Poważna kontuzja centra Golden State Warriors

AFP / Na zdjęciu: Andrew Bogut
AFP / Na zdjęciu: Andrew Bogut

Golden State Warriors najprawdopodobniej zmuszeni będą dokończyć Finały NBA bez swojego podstawowego centra. Andrew Bogut doznał kontuzji kolana w meczu nr 5 i jego dalsze występy stoją pod dużym znakiem zapytania.

Andrew Bogut zostanie we wtorek poddany badaniu rezonansem magnetycznym. Środkowy Golden State Warriors kontuzjował lewe kolano na początku drugiej połowy przegranego 97:112 meczu nr 5 Finałów NBA.
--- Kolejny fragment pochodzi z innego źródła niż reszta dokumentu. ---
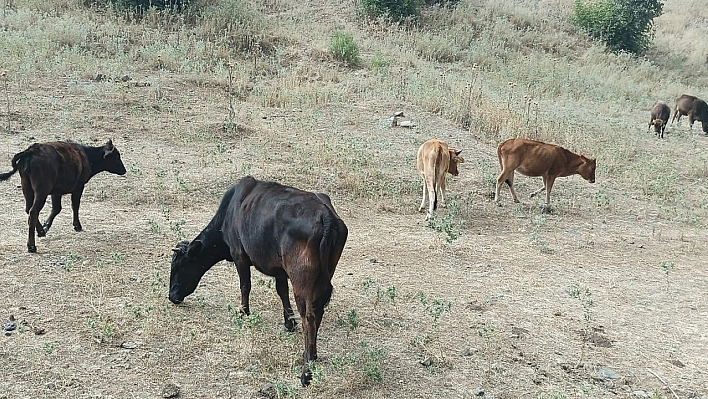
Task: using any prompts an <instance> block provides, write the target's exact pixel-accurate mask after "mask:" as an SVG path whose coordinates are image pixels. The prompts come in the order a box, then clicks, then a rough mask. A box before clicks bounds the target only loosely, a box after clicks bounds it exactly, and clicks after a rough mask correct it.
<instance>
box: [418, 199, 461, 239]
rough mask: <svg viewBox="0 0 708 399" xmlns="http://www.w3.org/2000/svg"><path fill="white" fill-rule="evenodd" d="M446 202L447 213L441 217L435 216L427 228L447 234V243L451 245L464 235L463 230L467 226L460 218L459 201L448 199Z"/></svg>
mask: <svg viewBox="0 0 708 399" xmlns="http://www.w3.org/2000/svg"><path fill="white" fill-rule="evenodd" d="M446 200H447V213H445V215H444V216H440V217H438V216H437V215H434V216H433V217H432V218H430V220H428V224H427V227H429V228H431V229H433V230H435V231H437V232H438V233H445V241H447V242H448V243H451V242H453V241H455V240H456V239H458V238H459V237H460V236H461V235H462V228H463V227H464V225H465V221H464V220H463V219H461V218H460V217H459V215H460V205H459V204H458V203H457V201H455V200H452V199H449V198H446Z"/></svg>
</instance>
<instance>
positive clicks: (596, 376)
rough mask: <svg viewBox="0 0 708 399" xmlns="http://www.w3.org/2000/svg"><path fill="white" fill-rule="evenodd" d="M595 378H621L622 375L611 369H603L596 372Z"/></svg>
mask: <svg viewBox="0 0 708 399" xmlns="http://www.w3.org/2000/svg"><path fill="white" fill-rule="evenodd" d="M594 378H595V379H596V380H616V379H618V378H620V375H619V374H617V373H615V372H614V371H612V370H610V369H601V370H600V371H598V372H597V374H595V376H594Z"/></svg>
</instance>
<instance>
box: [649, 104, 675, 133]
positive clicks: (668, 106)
mask: <svg viewBox="0 0 708 399" xmlns="http://www.w3.org/2000/svg"><path fill="white" fill-rule="evenodd" d="M670 116H671V108H669V106H668V105H667V104H666V103H665V102H663V101H661V100H659V101H657V102H656V104H654V106H653V107H652V108H651V112H650V119H649V127H650V128H651V127H652V126H654V133H656V135H657V137H659V138H662V139H663V138H664V130H666V124H667V123H668V122H669V117H670Z"/></svg>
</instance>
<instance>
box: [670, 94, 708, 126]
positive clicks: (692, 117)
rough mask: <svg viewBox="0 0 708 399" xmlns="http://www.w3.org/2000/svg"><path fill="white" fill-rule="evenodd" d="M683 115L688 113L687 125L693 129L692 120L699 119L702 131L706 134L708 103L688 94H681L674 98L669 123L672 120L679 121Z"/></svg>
mask: <svg viewBox="0 0 708 399" xmlns="http://www.w3.org/2000/svg"><path fill="white" fill-rule="evenodd" d="M683 115H688V125H689V127H690V128H691V129H693V122H695V121H701V125H702V127H703V132H704V133H705V134H708V104H706V102H705V101H703V100H701V99H700V98H698V97H695V96H691V95H689V94H682V95H681V96H680V97H678V98H677V99H676V106H675V107H674V116H673V117H672V118H671V123H674V120H676V121H677V122H679V123H680V122H681V116H683Z"/></svg>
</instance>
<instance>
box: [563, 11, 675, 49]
mask: <svg viewBox="0 0 708 399" xmlns="http://www.w3.org/2000/svg"><path fill="white" fill-rule="evenodd" d="M663 6H664V4H663V2H662V1H661V0H591V1H585V0H576V1H575V7H574V10H575V14H574V17H573V24H574V25H575V26H577V27H578V28H579V29H580V30H583V31H585V32H586V33H587V34H588V35H590V36H591V37H593V38H595V39H598V40H602V41H603V42H604V43H605V45H607V48H608V49H610V50H611V51H616V52H619V51H626V52H629V53H633V54H641V53H642V52H644V51H646V49H647V48H648V47H649V46H650V45H651V41H652V39H653V37H654V18H656V17H658V16H660V15H661V13H662V10H663Z"/></svg>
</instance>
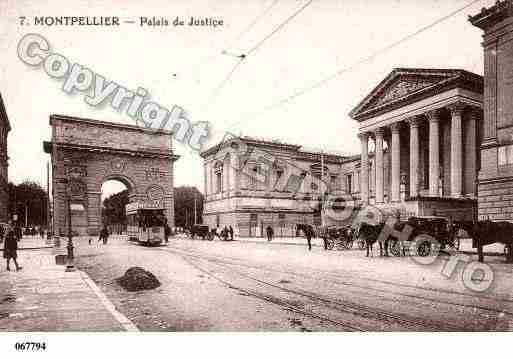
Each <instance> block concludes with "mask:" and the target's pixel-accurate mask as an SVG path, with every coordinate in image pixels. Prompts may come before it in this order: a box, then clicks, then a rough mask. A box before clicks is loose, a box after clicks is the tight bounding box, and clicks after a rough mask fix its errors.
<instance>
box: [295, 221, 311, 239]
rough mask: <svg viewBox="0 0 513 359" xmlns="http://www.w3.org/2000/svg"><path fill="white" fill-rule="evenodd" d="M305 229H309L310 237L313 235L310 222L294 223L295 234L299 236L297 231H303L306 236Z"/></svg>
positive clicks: (304, 234) (297, 235)
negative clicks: (309, 232) (296, 223)
mask: <svg viewBox="0 0 513 359" xmlns="http://www.w3.org/2000/svg"><path fill="white" fill-rule="evenodd" d="M307 231H310V234H311V235H312V237H315V230H314V228H313V226H312V225H311V224H305V223H297V224H296V236H299V232H303V234H304V235H305V236H306V233H307Z"/></svg>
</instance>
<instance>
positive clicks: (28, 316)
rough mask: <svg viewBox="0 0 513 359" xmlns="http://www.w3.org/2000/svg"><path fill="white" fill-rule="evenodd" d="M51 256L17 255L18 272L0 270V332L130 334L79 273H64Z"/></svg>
mask: <svg viewBox="0 0 513 359" xmlns="http://www.w3.org/2000/svg"><path fill="white" fill-rule="evenodd" d="M53 254H54V251H53V250H51V249H41V250H33V251H20V252H18V259H19V262H20V265H21V266H22V267H23V269H22V270H21V271H19V272H15V271H11V272H7V271H6V270H5V262H4V261H2V263H1V267H0V331H123V330H124V331H135V330H137V327H136V326H135V325H134V324H133V323H132V322H131V321H130V320H128V319H127V318H126V317H125V316H123V315H122V314H121V313H119V312H118V311H117V310H116V308H115V307H114V305H113V304H112V302H110V301H109V299H107V297H106V296H105V295H104V294H103V293H102V292H101V290H100V289H99V288H98V287H97V286H96V284H94V282H92V280H91V279H90V278H89V276H88V275H87V274H85V273H83V272H81V271H75V272H65V266H59V265H56V264H55V257H54V255H53Z"/></svg>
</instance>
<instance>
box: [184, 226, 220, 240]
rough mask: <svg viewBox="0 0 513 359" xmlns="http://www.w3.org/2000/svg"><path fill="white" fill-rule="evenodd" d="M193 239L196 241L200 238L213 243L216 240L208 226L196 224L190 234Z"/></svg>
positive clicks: (192, 238)
mask: <svg viewBox="0 0 513 359" xmlns="http://www.w3.org/2000/svg"><path fill="white" fill-rule="evenodd" d="M188 235H189V237H190V238H191V239H195V238H196V236H198V237H200V238H201V239H203V240H205V239H206V240H208V241H211V240H213V239H214V234H213V233H212V232H211V231H210V229H209V228H208V226H207V225H204V224H195V225H193V226H191V228H190V229H189V233H188Z"/></svg>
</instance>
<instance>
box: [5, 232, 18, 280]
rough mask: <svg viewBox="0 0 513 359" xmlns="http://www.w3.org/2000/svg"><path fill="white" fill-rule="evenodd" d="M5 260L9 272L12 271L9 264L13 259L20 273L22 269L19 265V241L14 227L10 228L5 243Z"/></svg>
mask: <svg viewBox="0 0 513 359" xmlns="http://www.w3.org/2000/svg"><path fill="white" fill-rule="evenodd" d="M4 258H5V259H6V260H7V270H8V271H10V270H11V268H9V264H10V262H11V259H12V260H13V262H14V265H15V266H16V271H19V270H20V269H21V267H20V266H19V265H18V261H17V258H18V239H17V236H16V235H15V233H14V228H13V227H12V226H10V225H9V226H8V228H7V231H6V235H5V241H4Z"/></svg>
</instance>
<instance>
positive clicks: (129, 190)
mask: <svg viewBox="0 0 513 359" xmlns="http://www.w3.org/2000/svg"><path fill="white" fill-rule="evenodd" d="M100 192H101V195H100V198H101V202H100V203H101V226H102V227H103V226H106V227H107V228H108V229H109V232H110V233H113V234H123V233H124V232H125V231H126V214H125V206H126V205H127V204H128V203H129V202H130V195H131V194H133V193H134V190H133V185H131V184H130V182H129V181H127V180H126V179H124V178H119V177H117V176H108V177H107V179H106V180H104V181H103V183H102V184H101V187H100Z"/></svg>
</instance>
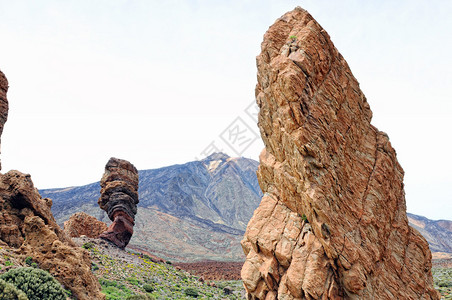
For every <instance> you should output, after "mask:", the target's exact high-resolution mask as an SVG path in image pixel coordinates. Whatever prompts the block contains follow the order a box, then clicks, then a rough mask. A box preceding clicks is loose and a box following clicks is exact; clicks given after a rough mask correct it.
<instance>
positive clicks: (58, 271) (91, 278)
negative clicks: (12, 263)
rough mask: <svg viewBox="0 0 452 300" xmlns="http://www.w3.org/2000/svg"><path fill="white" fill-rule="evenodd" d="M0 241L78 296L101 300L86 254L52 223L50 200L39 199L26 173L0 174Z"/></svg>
mask: <svg viewBox="0 0 452 300" xmlns="http://www.w3.org/2000/svg"><path fill="white" fill-rule="evenodd" d="M0 195H1V197H0V206H1V208H2V209H1V213H0V243H1V244H2V247H8V248H11V250H12V251H13V252H14V253H16V254H17V255H18V256H19V257H22V258H23V259H25V258H26V257H28V256H30V257H32V259H33V261H35V262H37V263H38V265H39V267H40V268H41V269H44V270H47V271H49V272H50V273H51V274H52V275H53V276H55V278H56V279H57V280H58V281H59V282H60V283H61V284H63V285H64V286H65V287H66V288H68V289H70V290H71V291H72V294H73V295H75V296H76V297H77V298H78V299H86V300H88V299H105V295H104V294H102V293H101V289H100V285H99V282H98V281H97V279H96V277H94V275H93V274H92V273H91V260H90V257H89V253H88V252H87V251H86V250H84V249H82V248H80V247H77V246H76V245H75V244H74V243H73V242H72V241H71V239H70V238H68V237H67V236H66V234H64V232H63V231H62V230H61V228H60V227H59V226H58V225H57V224H56V222H55V219H54V217H53V215H52V213H51V211H50V208H51V206H52V200H50V199H48V198H45V199H42V198H41V196H40V195H39V193H38V190H37V189H36V188H35V187H34V186H33V183H32V181H31V178H30V175H26V174H22V173H20V172H18V171H14V170H13V171H9V172H8V173H6V174H4V175H0Z"/></svg>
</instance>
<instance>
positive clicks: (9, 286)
mask: <svg viewBox="0 0 452 300" xmlns="http://www.w3.org/2000/svg"><path fill="white" fill-rule="evenodd" d="M0 299H10V300H28V297H27V295H25V293H24V292H22V291H21V290H19V289H17V288H16V287H15V286H14V285H12V284H11V283H8V282H6V281H4V280H2V279H0Z"/></svg>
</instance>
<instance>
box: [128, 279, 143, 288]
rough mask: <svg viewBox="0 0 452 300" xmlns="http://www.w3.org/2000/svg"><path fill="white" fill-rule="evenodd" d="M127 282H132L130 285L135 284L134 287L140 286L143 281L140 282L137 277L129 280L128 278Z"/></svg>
mask: <svg viewBox="0 0 452 300" xmlns="http://www.w3.org/2000/svg"><path fill="white" fill-rule="evenodd" d="M126 280H127V281H128V282H130V284H133V285H137V286H138V285H140V284H141V281H139V280H138V279H136V278H135V277H128V278H126Z"/></svg>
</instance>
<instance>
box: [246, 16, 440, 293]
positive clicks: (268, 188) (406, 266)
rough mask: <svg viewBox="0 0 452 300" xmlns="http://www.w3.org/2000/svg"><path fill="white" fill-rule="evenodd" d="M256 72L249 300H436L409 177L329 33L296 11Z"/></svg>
mask: <svg viewBox="0 0 452 300" xmlns="http://www.w3.org/2000/svg"><path fill="white" fill-rule="evenodd" d="M257 66H258V84H257V87H256V99H257V103H258V105H259V107H260V113H259V128H260V131H261V135H262V139H263V141H264V143H265V149H264V150H263V152H262V153H261V156H260V166H259V170H258V179H259V184H260V186H261V188H262V191H263V192H264V196H263V198H262V202H261V204H260V206H259V208H258V209H257V210H256V211H255V213H254V216H253V218H252V219H251V221H250V222H249V224H248V228H247V231H246V234H245V237H244V239H243V241H242V246H243V249H244V252H245V254H246V255H247V258H246V262H245V264H244V266H243V269H242V278H243V280H244V284H245V287H246V290H247V293H248V298H249V299H439V297H438V294H437V292H436V291H435V290H434V289H433V283H432V274H431V271H430V269H431V253H430V251H429V248H428V245H427V242H426V241H425V239H424V238H423V237H422V236H421V235H420V234H419V233H418V232H417V231H415V230H414V229H412V228H411V227H409V226H408V221H407V217H406V213H405V211H406V207H405V195H404V191H403V174H404V173H403V169H402V168H401V166H400V165H399V163H398V162H397V159H396V153H395V151H394V149H393V148H392V146H391V143H390V142H389V139H388V136H387V135H386V134H385V133H384V132H381V131H378V129H377V128H375V127H374V126H372V125H371V124H370V121H371V118H372V112H371V110H370V108H369V105H368V103H367V101H366V98H365V96H364V94H363V93H362V92H361V90H360V88H359V84H358V82H357V81H356V79H355V78H354V77H353V75H352V73H351V71H350V69H349V67H348V65H347V63H346V61H345V60H344V58H343V57H342V56H341V55H340V54H339V52H338V51H337V49H336V48H335V47H334V45H333V43H332V42H331V40H330V38H329V36H328V34H327V33H326V32H325V31H324V30H323V29H322V28H321V27H320V25H319V24H318V23H317V22H316V21H315V20H314V19H313V18H312V17H311V15H309V13H307V12H306V11H305V10H303V9H301V8H296V9H295V10H294V11H292V12H289V13H287V14H285V15H284V16H283V17H281V18H280V19H278V20H277V21H276V23H275V24H274V25H273V26H271V27H270V28H269V30H268V31H267V33H266V34H265V36H264V41H263V43H262V52H261V54H260V55H259V56H258V57H257ZM305 219H306V220H305Z"/></svg>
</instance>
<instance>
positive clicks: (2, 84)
mask: <svg viewBox="0 0 452 300" xmlns="http://www.w3.org/2000/svg"><path fill="white" fill-rule="evenodd" d="M7 92H8V80H7V79H6V77H5V74H3V72H2V71H0V136H1V135H2V133H3V126H4V125H5V123H6V120H7V119H8V100H7V99H6V93H7ZM0 148H1V141H0ZM1 169H2V164H1V160H0V170H1Z"/></svg>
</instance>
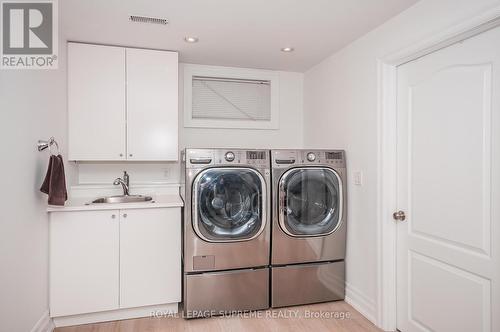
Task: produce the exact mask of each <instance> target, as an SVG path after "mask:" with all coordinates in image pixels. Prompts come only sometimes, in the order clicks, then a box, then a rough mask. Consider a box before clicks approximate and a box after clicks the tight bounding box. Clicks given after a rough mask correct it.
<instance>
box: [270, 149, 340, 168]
mask: <svg viewBox="0 0 500 332" xmlns="http://www.w3.org/2000/svg"><path fill="white" fill-rule="evenodd" d="M271 155H272V167H273V168H288V167H291V166H293V165H328V166H330V167H337V168H345V167H346V164H345V156H344V151H343V150H273V151H272V152H271Z"/></svg>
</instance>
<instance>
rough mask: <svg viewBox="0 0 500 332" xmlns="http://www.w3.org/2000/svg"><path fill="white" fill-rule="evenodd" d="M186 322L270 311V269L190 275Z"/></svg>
mask: <svg viewBox="0 0 500 332" xmlns="http://www.w3.org/2000/svg"><path fill="white" fill-rule="evenodd" d="M184 283H185V284H184V290H185V293H184V315H185V317H186V318H197V317H207V316H214V315H222V314H225V313H227V312H231V311H251V310H260V309H267V308H269V268H267V267H265V268H256V269H244V270H230V271H219V272H206V273H200V274H187V275H185V279H184Z"/></svg>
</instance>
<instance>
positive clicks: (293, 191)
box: [279, 167, 344, 237]
mask: <svg viewBox="0 0 500 332" xmlns="http://www.w3.org/2000/svg"><path fill="white" fill-rule="evenodd" d="M343 199H344V198H343V197H342V181H341V179H340V176H339V175H338V174H337V172H336V171H335V170H333V169H331V168H327V167H304V168H293V169H290V170H289V171H287V172H285V173H284V174H283V176H282V177H281V179H280V182H279V209H280V210H279V223H280V227H281V229H282V230H283V231H284V232H285V233H286V234H288V235H290V236H294V237H310V236H325V235H329V234H332V233H333V232H335V231H336V230H337V229H338V228H339V227H340V224H341V221H342V202H343Z"/></svg>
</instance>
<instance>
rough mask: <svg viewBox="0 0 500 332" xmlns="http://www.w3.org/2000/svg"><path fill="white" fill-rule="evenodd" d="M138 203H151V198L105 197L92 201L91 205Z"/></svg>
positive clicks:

Lekarze Warriors w kuluarach mówili po meczu, że Australijczyk doznał skręcenia kolana. Początkowo badanie zaplanowano jeszcze na poniedziałkowy wieczór, ale klubowi medycy postanowili zaczekać z nim do wtorku.

W tym sezonie zawodnicy NBA opuszczali średnio dwa tygodnie po skręceniu kolana. Dużo tu zależeć będzie od tego, czy faktycznie jest to skręcenie i czy jest to skręcenie pierwszego, czy drugiego stopnia.

ZOBACZ WIDEO Michał Pazdan po meczu z Irlandią Północną: To pierwszy zrealizowany krok

Do kontuzji doszło, gdy Bogut zderzył się z atakującym kosz J.R'em Smithem. Snajper Cleveland Cavaliers wpadł w Boguta, gdy lewa noga Australijczyka była akurat wyprostowana jak struna. Środkowy Warriors spadł na parkiet i doszło do tzw. przeprostu kolana. Następnie Bogut wywrócił się i upadając mocno je potłukł. Chwilę przeleżał na boisku, zwijając się z bólu i z pomocą lekarzy Warriors udał się do szatni.

Bogut jest podstawowym centrem Warriors, ale w play-offach gra średnio tylko po 16,6 minut w meczu. Trener Warriors Steve Kerr nie boi się korzystać z rezerwowych Festusa Ezeliego, Andersona Varejao i Jamesa Michaela McAdoo. Najczęściej jednak Warriors wykorzystują na pozycji centra Draymonda Greena, czyli podstawowego silnego skrzydłowego.

Green został zawieszony na mecz nr 5 i kontuzja Boguta w poniedziałek dodatkowo utrudniła sytuację obrońców tytułu.

Warriors prowadzą 3-2 z Cavaliers i mecz nr 6 rozegrany zostanie w czwartek w Cleveland. W historii Finałów NBA jeszcze żadna drużyna nie odrobiła strat 1-3.